EPFTD and its spin-offs have arrived at a timely moment. British libraries are bursting at the seams and have no plausible plan for accommodating the next ten years’ production of printed books beyond more compact shelving and remote storage. Chadwyck-Healey realises that although academics will bawl for their new high-tech toys, it is librarians who will buy them. The brochure for EVDFTD baits its hook with the claim that ‘the texts are more accessible than any printed source and yet take up no shelf-space. There are no problems of conservation and security of rare volumes and no significant cataloguing costs.’ In other words, buy our products, liberate hundreds of feet of shelves and fire half your workforce. With these bonuses, many libraries will see EPFTD as an irresistible purchase.

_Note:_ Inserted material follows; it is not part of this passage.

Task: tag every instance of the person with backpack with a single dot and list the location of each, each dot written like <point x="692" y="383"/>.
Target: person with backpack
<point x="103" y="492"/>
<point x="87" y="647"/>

One can indulge some patriotic pride in EPFTD, the first commercially available corpus of its kind. But while beating the rest of the world, Chadwyck-Healey has done little to solve the most intractable problems involved in book-to-database conversion beyond making those problems acutely obvious. Foremost is the copyright obstacle. Cutting the coverage off at 1900 limits EPFTD’s utility drastically. Totality is the essence of any database. Most PhD theses in literature nowadays take modern writers as their subject and post-1900 literary material dominates school and higher-education curricula. In EPFTD, you can examine diction links between Keats and Tennyson, but not Tennyson and Yeats; you can compare the dramatic monologue techniques of Arnold and Browning, but not those of Browning and Eliot; you can examine usage of the word ‘time’ by Coleridge, but not Graves.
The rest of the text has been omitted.